On Behalf of | Sep 6, 2022 | Current Events |

The Big 10 is one of the country’s oldest football college conferences, featuring such D-1 powerhouses as Ohio State and Michigan. The SEC is still the newish upstart super-conference with many national champions in recent years, and it takes up the most space in the nation’s college football consciousness. This will change (it has already begun with news of the deal) when UCLA and USC leave the Pac Ten to join the Big 10 in 2024. The realignment brings the total number of schools to 16 – the conference already added the University of Maryland (2014), Rutgers (2014), University of Nebraska (2011), and Penn State (1990). Once based in the Midwest, the Big 10 will soon be coast to coast. This moves a conference founded in 1896 into the position of the new college football super-league.

A $1.2 billion contract

ESPN recently walked away from the negotiation table after a 40-year relationship with the Big 10. The sticking point was money – the Big 10 asked $380 million annually for a seven-year media deal, doubling the last contract ending in 2023. This switch opened the door for NBC and CBS to enter the fray.

The Big 10 now announces a new seven-year media rights deal with CBS, Fox and NBC that runs July 1, 2023, through the 2029-30 season. Believed to be the largest media deal in history, the deal’s value is estimated to be $1.2 billion annually, with an average of $75 million going to each of the Big Ten schools. Schools will individually receive additional money for the College Football Playoff bowl games and NCAA Tournaments.

Fox will air the “Big Noon” football games on Saturdays at noon eastern time, while CBS will hold down the 3:30 p.m. slot. Later that day, NBC will air “Big Ten Saturday Night” at 8 p.m. eastern. As CBS concludes its SEC deal in 2023, it will air SEC games and seven Big Ten football games, expanding to 14-15 Big Ten games annually from 2024 to 2029. CBS will also air as many as two games on the popular post-Thanksgiving Black Friday and host the Big Ten Championship games in 2024 and 2028. Fox and FS1 will broadcast 24 to 27 games in 2023 and 30 to 32 from 2024 to 2029. It will also air the Big Ten Championship games in 2023, 2025, 2027 and 2029. NBC will air 16 games in 2023 and 14 to 15 from 2024 to 2029. It will air the 2026 Big Ten Championship game.
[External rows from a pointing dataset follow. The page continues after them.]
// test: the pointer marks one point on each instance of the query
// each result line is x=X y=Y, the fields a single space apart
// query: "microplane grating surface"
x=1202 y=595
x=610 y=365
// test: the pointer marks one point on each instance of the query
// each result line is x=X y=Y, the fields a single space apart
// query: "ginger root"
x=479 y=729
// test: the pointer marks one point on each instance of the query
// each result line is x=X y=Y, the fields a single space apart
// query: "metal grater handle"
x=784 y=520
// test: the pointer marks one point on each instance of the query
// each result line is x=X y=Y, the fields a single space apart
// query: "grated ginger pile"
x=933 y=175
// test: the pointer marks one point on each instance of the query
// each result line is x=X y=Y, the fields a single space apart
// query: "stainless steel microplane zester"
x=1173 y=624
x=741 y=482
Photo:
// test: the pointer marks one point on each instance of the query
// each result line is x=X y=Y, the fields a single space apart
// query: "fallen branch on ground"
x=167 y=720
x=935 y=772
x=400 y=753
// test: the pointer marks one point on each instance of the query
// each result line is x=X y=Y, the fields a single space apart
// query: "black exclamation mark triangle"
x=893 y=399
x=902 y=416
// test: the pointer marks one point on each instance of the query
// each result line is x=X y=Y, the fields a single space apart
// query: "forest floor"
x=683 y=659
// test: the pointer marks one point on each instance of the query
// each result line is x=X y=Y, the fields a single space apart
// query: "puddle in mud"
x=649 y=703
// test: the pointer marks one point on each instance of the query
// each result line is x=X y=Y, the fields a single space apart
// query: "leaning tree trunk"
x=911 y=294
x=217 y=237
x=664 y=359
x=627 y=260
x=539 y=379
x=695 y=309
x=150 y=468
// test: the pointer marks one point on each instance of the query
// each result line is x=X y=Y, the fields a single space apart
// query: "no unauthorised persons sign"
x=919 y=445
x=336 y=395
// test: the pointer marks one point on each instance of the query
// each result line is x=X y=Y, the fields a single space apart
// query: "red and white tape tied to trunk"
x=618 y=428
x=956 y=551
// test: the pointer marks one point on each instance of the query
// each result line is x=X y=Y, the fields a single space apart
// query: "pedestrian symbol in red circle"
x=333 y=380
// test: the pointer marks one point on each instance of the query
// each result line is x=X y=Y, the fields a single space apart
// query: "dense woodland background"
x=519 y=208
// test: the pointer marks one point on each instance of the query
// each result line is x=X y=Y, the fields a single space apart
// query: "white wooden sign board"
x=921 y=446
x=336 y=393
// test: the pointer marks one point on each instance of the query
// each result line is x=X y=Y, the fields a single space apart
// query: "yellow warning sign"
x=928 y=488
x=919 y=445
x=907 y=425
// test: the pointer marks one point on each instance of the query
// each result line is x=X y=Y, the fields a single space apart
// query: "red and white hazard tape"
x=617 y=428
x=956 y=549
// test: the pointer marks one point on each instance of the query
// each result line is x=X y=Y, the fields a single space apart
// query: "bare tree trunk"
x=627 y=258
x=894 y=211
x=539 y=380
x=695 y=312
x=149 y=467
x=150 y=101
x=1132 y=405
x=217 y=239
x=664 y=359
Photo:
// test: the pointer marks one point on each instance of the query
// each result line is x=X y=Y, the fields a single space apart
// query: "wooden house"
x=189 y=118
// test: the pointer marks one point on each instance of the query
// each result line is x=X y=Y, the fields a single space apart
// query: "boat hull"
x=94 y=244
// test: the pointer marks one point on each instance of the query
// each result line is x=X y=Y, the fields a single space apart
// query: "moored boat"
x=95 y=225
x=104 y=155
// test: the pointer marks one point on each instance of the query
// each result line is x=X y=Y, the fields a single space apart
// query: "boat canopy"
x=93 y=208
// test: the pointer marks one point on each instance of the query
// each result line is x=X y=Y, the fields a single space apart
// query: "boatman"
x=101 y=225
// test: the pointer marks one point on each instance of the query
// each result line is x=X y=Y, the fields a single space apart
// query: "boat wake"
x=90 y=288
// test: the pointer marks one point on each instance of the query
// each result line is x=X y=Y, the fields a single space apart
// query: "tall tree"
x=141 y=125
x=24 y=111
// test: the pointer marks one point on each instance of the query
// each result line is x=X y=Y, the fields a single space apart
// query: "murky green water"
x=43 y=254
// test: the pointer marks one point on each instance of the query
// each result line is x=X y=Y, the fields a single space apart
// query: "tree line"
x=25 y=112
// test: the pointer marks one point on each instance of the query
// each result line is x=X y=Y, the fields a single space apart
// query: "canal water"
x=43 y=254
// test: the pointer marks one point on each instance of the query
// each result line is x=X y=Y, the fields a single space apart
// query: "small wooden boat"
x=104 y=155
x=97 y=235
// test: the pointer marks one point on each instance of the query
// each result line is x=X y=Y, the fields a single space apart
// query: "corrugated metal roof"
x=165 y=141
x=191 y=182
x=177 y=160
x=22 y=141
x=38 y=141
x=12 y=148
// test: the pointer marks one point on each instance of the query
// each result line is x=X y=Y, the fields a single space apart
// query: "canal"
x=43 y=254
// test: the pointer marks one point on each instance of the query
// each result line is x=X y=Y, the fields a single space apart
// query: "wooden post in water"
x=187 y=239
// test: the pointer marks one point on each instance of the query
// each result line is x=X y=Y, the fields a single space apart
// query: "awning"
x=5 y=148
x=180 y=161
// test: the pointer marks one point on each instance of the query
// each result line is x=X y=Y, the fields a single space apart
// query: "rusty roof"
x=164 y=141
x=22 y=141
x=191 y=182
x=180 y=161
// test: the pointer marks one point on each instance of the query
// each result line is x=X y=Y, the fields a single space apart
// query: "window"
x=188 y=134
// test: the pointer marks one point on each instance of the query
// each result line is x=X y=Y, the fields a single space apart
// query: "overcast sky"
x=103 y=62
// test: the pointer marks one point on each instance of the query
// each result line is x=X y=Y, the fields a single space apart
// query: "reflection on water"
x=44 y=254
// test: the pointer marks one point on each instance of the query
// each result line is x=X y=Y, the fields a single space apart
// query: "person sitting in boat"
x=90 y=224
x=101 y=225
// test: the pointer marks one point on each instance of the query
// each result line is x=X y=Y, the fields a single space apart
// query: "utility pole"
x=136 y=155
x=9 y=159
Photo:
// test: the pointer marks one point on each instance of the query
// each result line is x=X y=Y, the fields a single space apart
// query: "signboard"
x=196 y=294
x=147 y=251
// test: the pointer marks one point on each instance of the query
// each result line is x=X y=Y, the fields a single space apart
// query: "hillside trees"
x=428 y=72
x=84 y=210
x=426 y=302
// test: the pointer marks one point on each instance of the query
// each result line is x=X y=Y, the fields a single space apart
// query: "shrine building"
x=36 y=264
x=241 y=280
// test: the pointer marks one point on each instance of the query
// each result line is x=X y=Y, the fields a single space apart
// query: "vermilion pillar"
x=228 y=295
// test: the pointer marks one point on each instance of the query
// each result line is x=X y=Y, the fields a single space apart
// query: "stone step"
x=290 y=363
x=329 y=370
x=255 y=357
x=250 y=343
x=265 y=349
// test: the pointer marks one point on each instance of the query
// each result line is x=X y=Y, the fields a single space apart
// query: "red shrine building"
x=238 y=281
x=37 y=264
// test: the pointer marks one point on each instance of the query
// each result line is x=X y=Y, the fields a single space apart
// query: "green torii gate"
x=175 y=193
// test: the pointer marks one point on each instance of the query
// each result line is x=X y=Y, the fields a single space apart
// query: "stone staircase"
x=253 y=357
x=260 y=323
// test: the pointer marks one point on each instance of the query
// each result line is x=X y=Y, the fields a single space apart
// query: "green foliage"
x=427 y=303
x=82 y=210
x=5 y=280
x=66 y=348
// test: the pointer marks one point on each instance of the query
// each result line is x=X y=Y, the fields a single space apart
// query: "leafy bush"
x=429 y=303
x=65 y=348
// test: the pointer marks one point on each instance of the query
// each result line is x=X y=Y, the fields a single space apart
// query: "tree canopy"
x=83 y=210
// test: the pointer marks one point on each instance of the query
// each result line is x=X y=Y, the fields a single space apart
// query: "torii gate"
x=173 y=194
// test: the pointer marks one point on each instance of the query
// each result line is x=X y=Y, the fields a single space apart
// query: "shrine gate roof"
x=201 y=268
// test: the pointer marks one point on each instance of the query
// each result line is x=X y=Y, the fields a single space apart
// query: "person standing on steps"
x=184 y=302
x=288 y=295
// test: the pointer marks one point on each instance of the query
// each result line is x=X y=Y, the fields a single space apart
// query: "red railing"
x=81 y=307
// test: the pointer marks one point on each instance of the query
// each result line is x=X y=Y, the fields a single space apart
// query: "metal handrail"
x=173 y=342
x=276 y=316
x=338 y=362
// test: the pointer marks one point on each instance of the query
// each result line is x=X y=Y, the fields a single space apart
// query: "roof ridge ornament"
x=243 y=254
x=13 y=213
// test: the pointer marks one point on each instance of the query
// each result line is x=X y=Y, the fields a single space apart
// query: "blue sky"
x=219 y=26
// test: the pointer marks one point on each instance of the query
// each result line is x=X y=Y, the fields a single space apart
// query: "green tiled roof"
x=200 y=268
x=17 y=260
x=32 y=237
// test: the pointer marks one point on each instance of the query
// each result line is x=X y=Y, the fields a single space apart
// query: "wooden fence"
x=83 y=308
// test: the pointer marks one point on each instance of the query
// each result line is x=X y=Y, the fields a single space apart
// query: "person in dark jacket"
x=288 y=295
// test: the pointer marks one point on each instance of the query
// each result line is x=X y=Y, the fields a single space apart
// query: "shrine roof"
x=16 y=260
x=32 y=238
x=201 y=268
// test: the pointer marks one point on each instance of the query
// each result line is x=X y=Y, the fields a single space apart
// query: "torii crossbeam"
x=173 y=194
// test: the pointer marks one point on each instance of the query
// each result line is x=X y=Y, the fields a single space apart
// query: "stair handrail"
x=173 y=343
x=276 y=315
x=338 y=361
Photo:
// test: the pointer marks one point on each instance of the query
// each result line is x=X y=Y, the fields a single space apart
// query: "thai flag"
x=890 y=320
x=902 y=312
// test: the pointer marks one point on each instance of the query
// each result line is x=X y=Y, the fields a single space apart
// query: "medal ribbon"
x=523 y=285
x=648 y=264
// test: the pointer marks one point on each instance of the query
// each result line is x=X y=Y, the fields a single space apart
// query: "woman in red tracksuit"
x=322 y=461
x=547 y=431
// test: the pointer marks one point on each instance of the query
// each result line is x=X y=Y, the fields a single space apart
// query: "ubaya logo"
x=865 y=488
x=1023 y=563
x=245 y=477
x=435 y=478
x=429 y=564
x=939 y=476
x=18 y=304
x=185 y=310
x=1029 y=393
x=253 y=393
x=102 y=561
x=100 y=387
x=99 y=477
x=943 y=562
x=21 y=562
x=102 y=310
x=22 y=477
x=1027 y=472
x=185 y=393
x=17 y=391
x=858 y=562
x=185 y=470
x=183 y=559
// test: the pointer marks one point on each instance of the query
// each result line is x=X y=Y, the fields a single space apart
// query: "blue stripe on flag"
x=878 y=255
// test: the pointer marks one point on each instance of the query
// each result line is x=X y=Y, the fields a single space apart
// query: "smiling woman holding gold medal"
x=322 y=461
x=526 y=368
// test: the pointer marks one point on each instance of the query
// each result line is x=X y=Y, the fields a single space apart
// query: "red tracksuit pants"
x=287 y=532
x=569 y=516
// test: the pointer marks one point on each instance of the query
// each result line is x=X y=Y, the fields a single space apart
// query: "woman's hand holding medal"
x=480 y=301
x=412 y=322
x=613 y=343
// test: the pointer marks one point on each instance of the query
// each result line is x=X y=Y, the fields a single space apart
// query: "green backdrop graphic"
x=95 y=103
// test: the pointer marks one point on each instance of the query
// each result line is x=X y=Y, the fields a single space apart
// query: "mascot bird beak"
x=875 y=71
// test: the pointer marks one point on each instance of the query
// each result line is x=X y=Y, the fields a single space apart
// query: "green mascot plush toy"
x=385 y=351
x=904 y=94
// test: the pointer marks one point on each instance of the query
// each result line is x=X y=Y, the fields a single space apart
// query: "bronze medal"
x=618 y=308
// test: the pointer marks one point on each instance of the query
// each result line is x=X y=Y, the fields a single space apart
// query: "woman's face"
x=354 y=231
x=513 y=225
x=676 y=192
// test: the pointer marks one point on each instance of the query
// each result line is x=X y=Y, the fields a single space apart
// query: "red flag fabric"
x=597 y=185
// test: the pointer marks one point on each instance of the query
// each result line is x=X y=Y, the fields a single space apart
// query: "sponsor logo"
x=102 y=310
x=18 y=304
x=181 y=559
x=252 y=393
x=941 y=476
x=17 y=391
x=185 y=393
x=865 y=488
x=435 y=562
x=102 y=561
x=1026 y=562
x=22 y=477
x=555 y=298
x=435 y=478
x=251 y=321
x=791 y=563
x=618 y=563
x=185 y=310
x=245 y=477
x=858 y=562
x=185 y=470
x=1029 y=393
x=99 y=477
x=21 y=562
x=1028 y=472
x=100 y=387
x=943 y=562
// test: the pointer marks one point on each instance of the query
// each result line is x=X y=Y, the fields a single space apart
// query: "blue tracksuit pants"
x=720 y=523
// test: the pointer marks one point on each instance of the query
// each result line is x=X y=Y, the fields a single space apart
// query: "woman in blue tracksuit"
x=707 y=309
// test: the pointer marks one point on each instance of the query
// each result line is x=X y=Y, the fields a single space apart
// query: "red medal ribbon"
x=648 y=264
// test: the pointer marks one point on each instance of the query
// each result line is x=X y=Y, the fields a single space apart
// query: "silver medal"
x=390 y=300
Big Ten broadcasts will appear on the three networks as well as FS1, Peacock, Paramount + and the Big 10 Network. ESPN (remember them?) will not air college basketball games for the first time in 40 years, but it will air games in the ACC, Big 12, Pac-12 and SEC conferences. Speaking of the SEC, that conference will likely see its billion-dollar payday when renewing its media contracts with ESPN in 2024.

It is all about the money

It is understood that the student-athlete is not a reality in D-1 football and basketball. It is right and just that the athletes can capitalize on their brands and names to earn income. Going from the micro to the macro, college conferences are also searching for ways to squeeze more money from sports. The Big 10 could have coasted on tradition but instead opted to remain relevant and perhaps eliminate the temptation of powerhouses like Ohio State from leaving the conference.

Shifts will continue

These realignments happen. When things shift, another often goes into the previously occupied spot. Do not count out the SEC or even the Pac 10 or ACC from making new moves. That said, two college conference superpowers will be firmly ensconced at the top of the media pyramid for some time, leaving little room for others.